Published on July 24th, 2018 | by Steve Hanley
July 24th, 2018 by Steve Hanley
Students at the Technical University of Eindhoven in The Netherlands have created Noah, one of the most innovative electric cars since the original Tesla Roadster. Its frame – if you can call it that – is constructed of rigid material created from flax and sugar. Older readers may remember that no less an automotive luminary than Henry Ford once created a car that used body panels derived from soybeans, wheat, and corn to save weight. The development team calls their car, “the most circular electric car,” meaning most of it can be recycled or repurposed when it reaches the end of its useful life.
Noah is a two-seater intended primarily for driving in urban environments. It uses special lightweight batteries and weighs a total of 420 kilograms – less than half a ton or one-fifth the weight of a Ford F-150. Without batteries, the car weighs in at a featherlight 360 kilograms – about 800 pounds. Top speed is given as 66 mph (about 106km/h) and the car has a useful range of 240 kilometers/150 miles. Weight is vital to the efficiency of an electric car and Noah demonstrates that fact particularly well. It has a theoretical fuel economy of 1:300 – meaning it can go 300 kilometers on the equivalent of 1 liter of gasoline.
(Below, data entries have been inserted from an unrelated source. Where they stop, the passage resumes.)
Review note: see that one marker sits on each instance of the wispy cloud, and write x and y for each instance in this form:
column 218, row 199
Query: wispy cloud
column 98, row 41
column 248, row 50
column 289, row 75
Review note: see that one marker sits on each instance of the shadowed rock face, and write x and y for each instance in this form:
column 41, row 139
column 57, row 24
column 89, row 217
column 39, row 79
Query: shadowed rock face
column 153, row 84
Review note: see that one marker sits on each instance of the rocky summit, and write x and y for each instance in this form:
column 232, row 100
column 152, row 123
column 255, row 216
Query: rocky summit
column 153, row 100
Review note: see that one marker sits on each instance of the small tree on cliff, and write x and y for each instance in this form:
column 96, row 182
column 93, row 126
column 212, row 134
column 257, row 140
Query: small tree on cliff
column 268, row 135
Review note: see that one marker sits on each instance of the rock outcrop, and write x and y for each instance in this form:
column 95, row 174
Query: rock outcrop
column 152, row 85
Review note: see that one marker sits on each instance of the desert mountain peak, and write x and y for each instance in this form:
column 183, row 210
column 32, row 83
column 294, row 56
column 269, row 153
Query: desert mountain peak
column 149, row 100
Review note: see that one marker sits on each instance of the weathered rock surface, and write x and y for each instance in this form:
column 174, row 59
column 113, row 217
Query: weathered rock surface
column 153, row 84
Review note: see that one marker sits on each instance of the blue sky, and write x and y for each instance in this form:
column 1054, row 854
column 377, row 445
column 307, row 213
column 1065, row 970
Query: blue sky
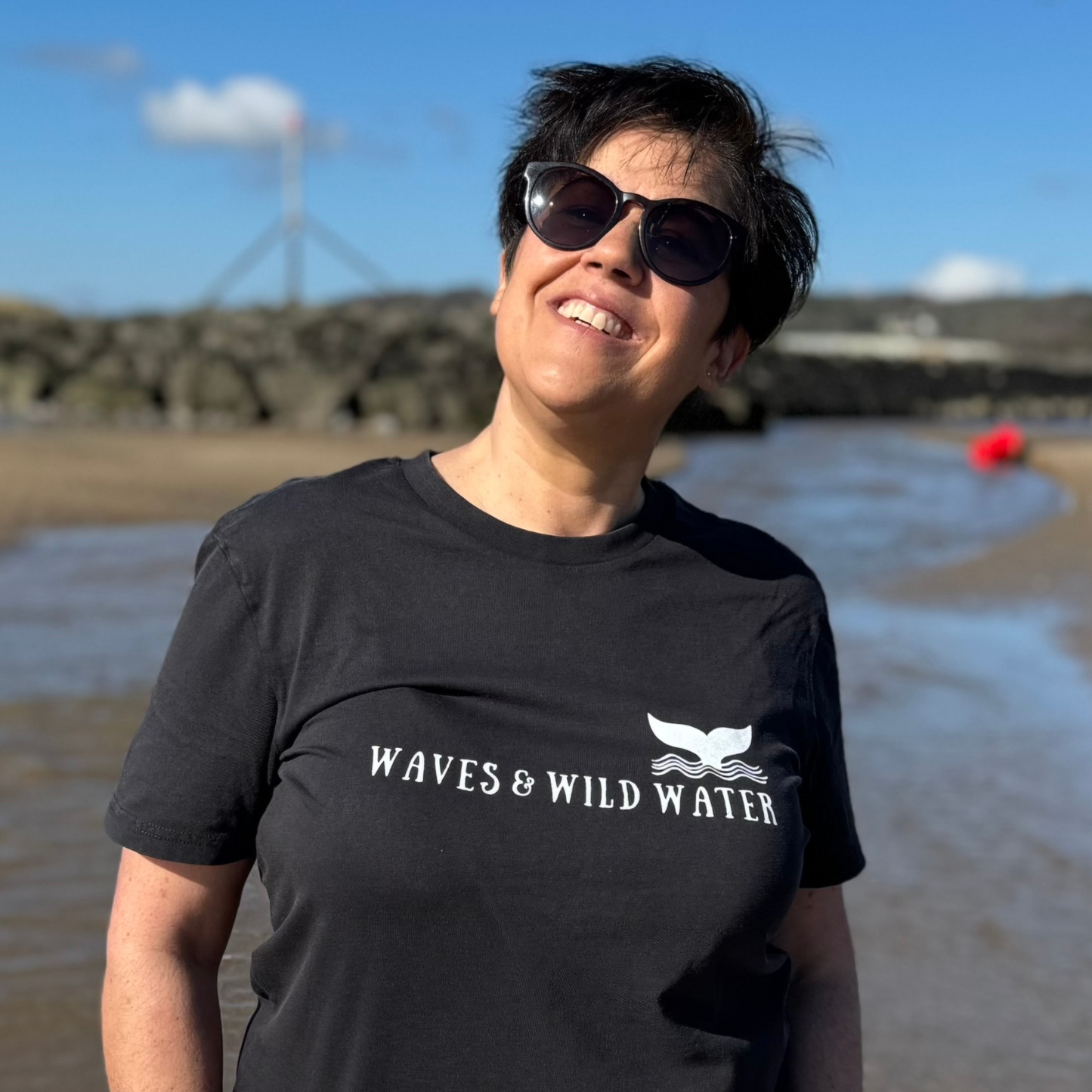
column 954, row 128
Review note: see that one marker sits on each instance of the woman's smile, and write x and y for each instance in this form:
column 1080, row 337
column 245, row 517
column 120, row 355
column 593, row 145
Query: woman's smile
column 579, row 311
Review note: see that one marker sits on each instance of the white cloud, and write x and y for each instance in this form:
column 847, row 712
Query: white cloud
column 970, row 277
column 247, row 112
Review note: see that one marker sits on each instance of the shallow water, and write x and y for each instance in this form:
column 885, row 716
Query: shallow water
column 967, row 738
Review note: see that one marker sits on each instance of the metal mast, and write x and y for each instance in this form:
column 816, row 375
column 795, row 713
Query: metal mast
column 291, row 227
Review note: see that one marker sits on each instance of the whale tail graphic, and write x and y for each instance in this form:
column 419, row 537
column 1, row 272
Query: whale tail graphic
column 712, row 749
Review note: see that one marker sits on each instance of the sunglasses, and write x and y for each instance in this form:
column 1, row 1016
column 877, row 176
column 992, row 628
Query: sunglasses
column 571, row 208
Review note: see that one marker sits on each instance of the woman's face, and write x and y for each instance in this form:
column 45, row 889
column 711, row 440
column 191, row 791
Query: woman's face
column 665, row 346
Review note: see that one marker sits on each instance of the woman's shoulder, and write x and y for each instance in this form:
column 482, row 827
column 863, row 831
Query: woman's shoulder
column 739, row 549
column 311, row 512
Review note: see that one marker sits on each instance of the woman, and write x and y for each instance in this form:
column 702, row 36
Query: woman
column 542, row 766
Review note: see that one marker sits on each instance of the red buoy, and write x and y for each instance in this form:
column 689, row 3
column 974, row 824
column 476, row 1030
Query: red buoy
column 1001, row 446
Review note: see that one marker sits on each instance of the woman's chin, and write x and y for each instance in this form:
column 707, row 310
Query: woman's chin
column 589, row 392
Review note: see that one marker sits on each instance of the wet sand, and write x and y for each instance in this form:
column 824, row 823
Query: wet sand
column 972, row 923
column 1052, row 561
column 971, row 920
column 53, row 478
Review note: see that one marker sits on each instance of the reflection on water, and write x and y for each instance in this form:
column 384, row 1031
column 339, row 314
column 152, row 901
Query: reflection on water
column 861, row 503
column 967, row 736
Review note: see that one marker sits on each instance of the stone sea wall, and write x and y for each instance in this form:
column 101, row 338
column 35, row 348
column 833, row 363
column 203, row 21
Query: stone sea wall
column 428, row 360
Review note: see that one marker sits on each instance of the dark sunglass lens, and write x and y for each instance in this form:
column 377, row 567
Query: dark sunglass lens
column 571, row 209
column 687, row 243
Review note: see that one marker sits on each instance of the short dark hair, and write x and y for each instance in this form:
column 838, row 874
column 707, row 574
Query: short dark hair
column 571, row 110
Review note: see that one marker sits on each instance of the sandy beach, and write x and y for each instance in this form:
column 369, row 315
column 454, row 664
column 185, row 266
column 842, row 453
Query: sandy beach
column 971, row 920
column 67, row 478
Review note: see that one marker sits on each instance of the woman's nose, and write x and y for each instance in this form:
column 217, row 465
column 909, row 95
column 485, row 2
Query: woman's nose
column 618, row 252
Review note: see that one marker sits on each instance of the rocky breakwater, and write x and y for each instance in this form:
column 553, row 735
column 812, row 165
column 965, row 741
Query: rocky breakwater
column 419, row 362
column 401, row 362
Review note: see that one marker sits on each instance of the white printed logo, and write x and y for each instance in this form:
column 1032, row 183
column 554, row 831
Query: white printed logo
column 713, row 749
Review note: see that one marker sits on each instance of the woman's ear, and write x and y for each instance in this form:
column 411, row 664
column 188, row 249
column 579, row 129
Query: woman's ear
column 729, row 355
column 503, row 283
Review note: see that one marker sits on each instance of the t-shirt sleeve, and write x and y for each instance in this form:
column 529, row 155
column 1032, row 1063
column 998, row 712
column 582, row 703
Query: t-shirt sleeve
column 834, row 851
column 196, row 777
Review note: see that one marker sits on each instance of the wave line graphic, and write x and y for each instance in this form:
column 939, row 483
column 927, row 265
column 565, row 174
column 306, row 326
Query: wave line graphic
column 731, row 770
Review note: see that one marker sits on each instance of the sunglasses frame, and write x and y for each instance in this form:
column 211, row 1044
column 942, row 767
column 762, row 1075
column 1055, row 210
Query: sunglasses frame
column 738, row 233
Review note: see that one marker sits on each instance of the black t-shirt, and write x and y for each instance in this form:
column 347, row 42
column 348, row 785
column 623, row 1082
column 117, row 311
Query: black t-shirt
column 529, row 809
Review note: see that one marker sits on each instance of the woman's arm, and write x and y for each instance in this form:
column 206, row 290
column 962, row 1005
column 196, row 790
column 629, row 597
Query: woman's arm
column 161, row 1013
column 824, row 1007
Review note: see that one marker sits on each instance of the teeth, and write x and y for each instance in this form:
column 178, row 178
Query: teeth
column 584, row 312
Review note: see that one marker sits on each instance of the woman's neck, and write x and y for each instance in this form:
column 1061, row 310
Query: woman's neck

Built by a team at the university known as TU/ecomotive, Noah has not yet been certified for use on public highways. Nevertheless, the team plans to take it on tour this summer throughout Europe to demonstrate the technology behind its lightweight structure and battery, according to Electrive.
The structural components for the car consist of composite panels that use flax fiber sandwiched between sheets of recyclable bio-plastics made from sugar to make a strong but lightweight composite material. The TU/ecomotive team claims the bioplastics and other lightweight materials used to construct the car require up to six times less energy to produce than conventional materials such as aluminum or carbon fiber. The students say they have even managed to create a structure that incorporates crumple zones for passenger safety.
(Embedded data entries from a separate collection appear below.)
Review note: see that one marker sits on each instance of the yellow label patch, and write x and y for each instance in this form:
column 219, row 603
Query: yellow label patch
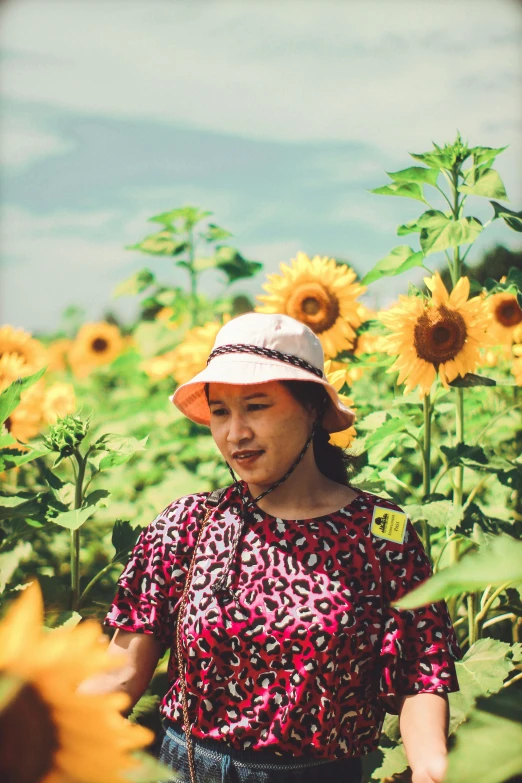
column 389, row 524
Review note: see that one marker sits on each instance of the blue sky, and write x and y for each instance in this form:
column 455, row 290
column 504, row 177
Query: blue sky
column 276, row 117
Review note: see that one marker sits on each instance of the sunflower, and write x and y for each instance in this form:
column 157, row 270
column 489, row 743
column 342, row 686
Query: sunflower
column 59, row 400
column 441, row 335
column 57, row 353
column 506, row 316
column 337, row 375
column 322, row 295
column 190, row 356
column 26, row 421
column 12, row 367
column 81, row 738
column 19, row 343
column 95, row 344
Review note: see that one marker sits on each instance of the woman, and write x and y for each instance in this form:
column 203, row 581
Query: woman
column 286, row 653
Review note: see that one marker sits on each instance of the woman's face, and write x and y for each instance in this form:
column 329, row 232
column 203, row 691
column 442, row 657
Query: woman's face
column 259, row 429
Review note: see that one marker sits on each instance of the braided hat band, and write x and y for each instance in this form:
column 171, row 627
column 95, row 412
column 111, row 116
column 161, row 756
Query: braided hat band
column 270, row 352
column 258, row 348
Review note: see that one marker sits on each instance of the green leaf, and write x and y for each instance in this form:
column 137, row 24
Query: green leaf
column 471, row 379
column 10, row 397
column 489, row 744
column 403, row 189
column 487, row 184
column 12, row 458
column 390, row 427
column 160, row 244
column 67, row 619
column 412, row 227
column 135, row 284
column 439, row 232
column 373, row 420
column 215, row 233
column 393, row 763
column 124, row 537
column 481, row 672
column 398, row 260
column 495, row 564
column 234, row 265
column 510, row 218
column 99, row 498
column 437, row 513
column 417, row 174
column 11, row 560
column 118, row 449
column 187, row 216
column 474, row 457
column 483, row 155
column 74, row 519
column 20, row 507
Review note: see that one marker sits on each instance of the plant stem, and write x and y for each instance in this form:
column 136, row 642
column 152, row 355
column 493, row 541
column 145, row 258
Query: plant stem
column 471, row 619
column 426, row 454
column 75, row 534
column 93, row 581
column 459, row 428
column 193, row 280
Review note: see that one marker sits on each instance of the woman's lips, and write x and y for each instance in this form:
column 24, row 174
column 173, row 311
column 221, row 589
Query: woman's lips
column 250, row 459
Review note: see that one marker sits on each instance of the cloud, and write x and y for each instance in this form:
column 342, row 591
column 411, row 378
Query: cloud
column 392, row 74
column 22, row 144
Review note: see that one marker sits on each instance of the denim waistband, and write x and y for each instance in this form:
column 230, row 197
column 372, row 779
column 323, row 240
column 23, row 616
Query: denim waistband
column 262, row 758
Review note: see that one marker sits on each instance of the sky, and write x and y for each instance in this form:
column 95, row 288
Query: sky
column 276, row 117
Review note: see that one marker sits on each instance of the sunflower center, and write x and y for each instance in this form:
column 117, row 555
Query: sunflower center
column 314, row 305
column 439, row 335
column 26, row 717
column 508, row 313
column 99, row 345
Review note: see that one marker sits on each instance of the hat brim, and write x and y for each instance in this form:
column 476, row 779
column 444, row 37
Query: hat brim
column 243, row 369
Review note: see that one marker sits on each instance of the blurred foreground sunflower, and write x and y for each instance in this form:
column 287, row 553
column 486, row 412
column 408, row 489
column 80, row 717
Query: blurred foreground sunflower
column 506, row 316
column 59, row 400
column 26, row 421
column 19, row 344
column 49, row 732
column 57, row 353
column 96, row 344
column 441, row 335
column 338, row 375
column 190, row 356
column 321, row 294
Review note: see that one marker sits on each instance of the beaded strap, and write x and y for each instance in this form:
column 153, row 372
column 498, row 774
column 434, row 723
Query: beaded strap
column 271, row 353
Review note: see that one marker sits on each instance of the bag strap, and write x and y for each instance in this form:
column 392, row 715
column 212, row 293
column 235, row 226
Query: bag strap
column 215, row 497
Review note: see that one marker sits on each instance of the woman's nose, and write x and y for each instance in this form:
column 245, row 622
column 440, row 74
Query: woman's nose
column 238, row 429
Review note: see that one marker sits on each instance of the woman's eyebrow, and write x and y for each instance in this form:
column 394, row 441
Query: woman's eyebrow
column 248, row 397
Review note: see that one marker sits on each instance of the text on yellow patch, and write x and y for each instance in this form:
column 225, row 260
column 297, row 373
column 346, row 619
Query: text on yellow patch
column 389, row 524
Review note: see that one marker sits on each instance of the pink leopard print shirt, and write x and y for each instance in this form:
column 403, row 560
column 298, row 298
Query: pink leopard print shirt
column 315, row 655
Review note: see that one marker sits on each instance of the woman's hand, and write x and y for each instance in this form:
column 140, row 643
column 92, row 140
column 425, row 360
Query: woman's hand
column 423, row 720
column 433, row 772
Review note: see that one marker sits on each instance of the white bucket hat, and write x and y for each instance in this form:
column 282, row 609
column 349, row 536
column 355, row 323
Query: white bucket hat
column 257, row 348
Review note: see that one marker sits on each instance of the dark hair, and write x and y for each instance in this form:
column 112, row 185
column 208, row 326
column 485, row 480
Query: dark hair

The proposed body of the car is made from flax fiber and bears a passing resemblance to the Uniti One electric car being developed by engineering students at Lund University in Sweden. Uniti has already gotten $60 million worth of advance reservations for its car, proving the old saw about people not wanting to buy electric cars to be a lie that car companies and the oil industry wish were true.
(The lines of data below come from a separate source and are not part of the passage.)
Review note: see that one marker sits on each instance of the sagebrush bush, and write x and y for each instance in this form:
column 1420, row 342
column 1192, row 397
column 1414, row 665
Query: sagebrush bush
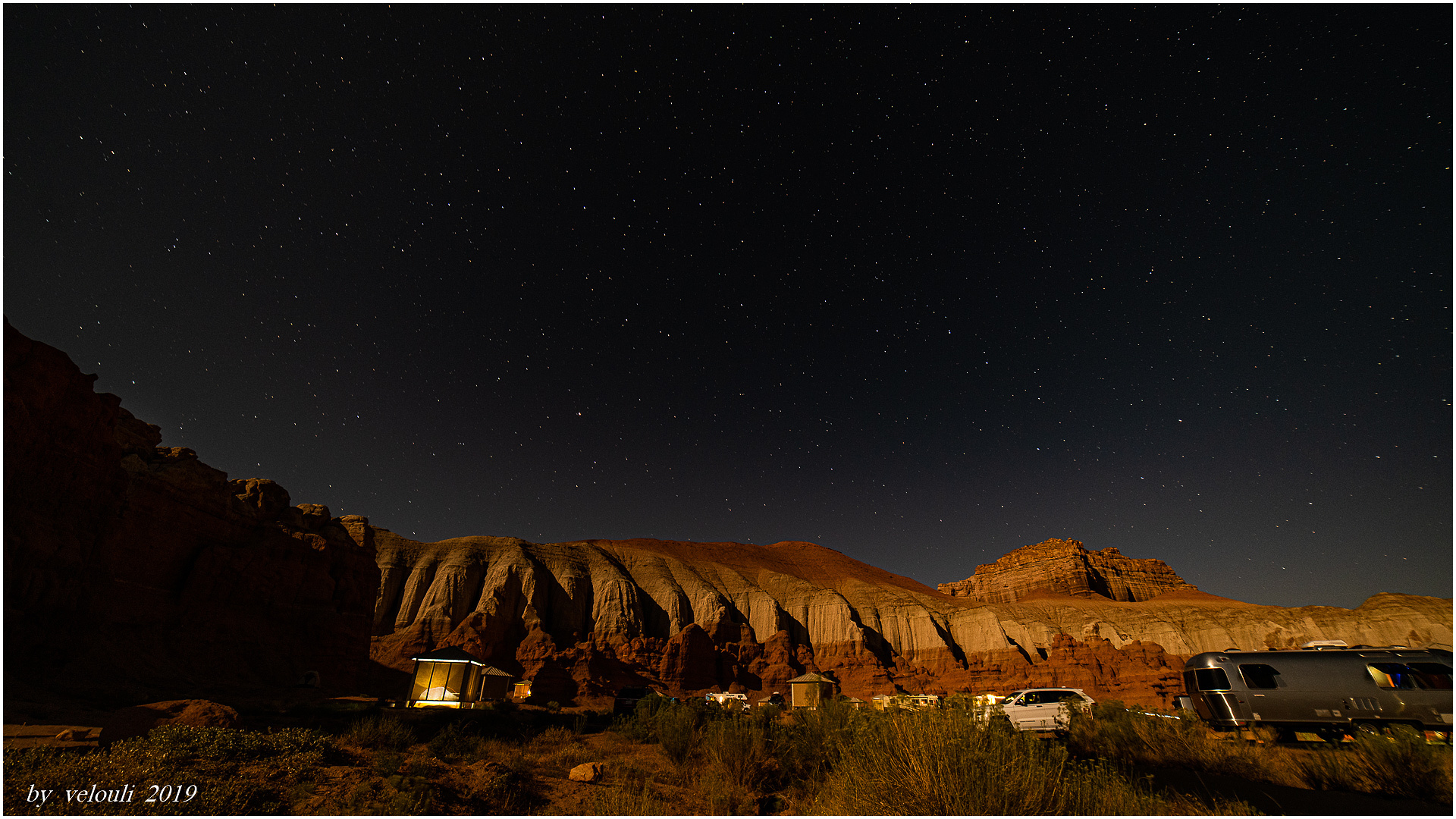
column 235, row 771
column 457, row 742
column 381, row 732
column 1404, row 764
column 949, row 763
column 676, row 732
column 739, row 748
Is Noah the ideal car for a family road trip to the West Coast? Of course not. But it very well might be ideal for families living in Amsterdam, Paris, London, or any other urban European city. Noah is as transformative and disruptive of conventional thinking as the first Tesla and for that the TU/ecomotive team deserves tremendous credit. Just the lightweight battery alone is a major breakthrough in electric car technology.
This car is about more than zero emissions. It is also about lowering manufacturing costs and making cars that can be easily recycled so they have a lighter environmental footprint on the Earth throughout their useful life. Well played, TU/ecomotive. We’ll look forward to seeing next steps for this vehicle.